Aura-8B-EXL2 / README.md

Update README.md

34445e8 verified 13 days ago

6.61 kB

	---
	license: apache-2.0
	language:
	- en
	datasets:
	- FourOhFour/RP_Phase
	- Nitral-AI/Cybersecurity-ShareGPT
	- Nitral-AI/Medical_Instruct-ShareGPT
	- Nitral-AI/Olympiad_Math-ShareGPT
	- NewEden/Claude-Instruct-5K
	- lodrick-the-lafted/kalo-opus-instruct-3k-filtered
	- Nitral-AI/Creative_Writing-ShareGPT
	- jeiku/Writing
	- anthracite-core/full-opus-chosen-hermes-rejected-kto-v1
	base_model:
	- arcee-ai/Llama-3.1-SuperNova-Lite
	---
	---
	### These are EXL2 quants for Aura-8B, Measurement file in the main branch, Check revisions for different BPW
	---
	## Aura-8B

	![image/png](https://cdn-uploads.huggingface.co/production/uploads/626dfb8786671a29c715f8a9/9y03nVWVnBYU1tHkLwCJy.png)

	## Introduction

	Aura-8B is a state of the art dedicated roleplaying model designed to fulfill your every desire.

	This finetune has seen several hundreds of millions of tokens of instruction and roleplaying data.
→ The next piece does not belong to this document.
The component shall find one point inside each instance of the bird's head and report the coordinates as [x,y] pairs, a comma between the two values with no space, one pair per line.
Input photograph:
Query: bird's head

A Kahneman-Tversky Optimization was applied as a Low Rank Adapter to give this model a unique output style.

	Developed by Aura Industries, with contributions from Anthracite Org

	## Model Details

	- Model Name: Aura-8B
	- Base Model: [arcee-ai/Llama-3.1-SuperNova-Lite](https://huggingface.co/arcee-ai/Llama-3.1-SuperNova-Lite)
	- Model Type: Chat Completions
	- Prompt Format: Llama 3
	- License: Apache-2.0
	- Language: English
	- Max Context: 8,192+ tokens

	## License

	This model is licensed under the [Apache 2.0 License](https://www.apache.org/licenses/LICENSE-2.0).

	## Quantizations

	[Static GGUF](https://huggingface.co/mradermacher/Aura-8B-GGUF)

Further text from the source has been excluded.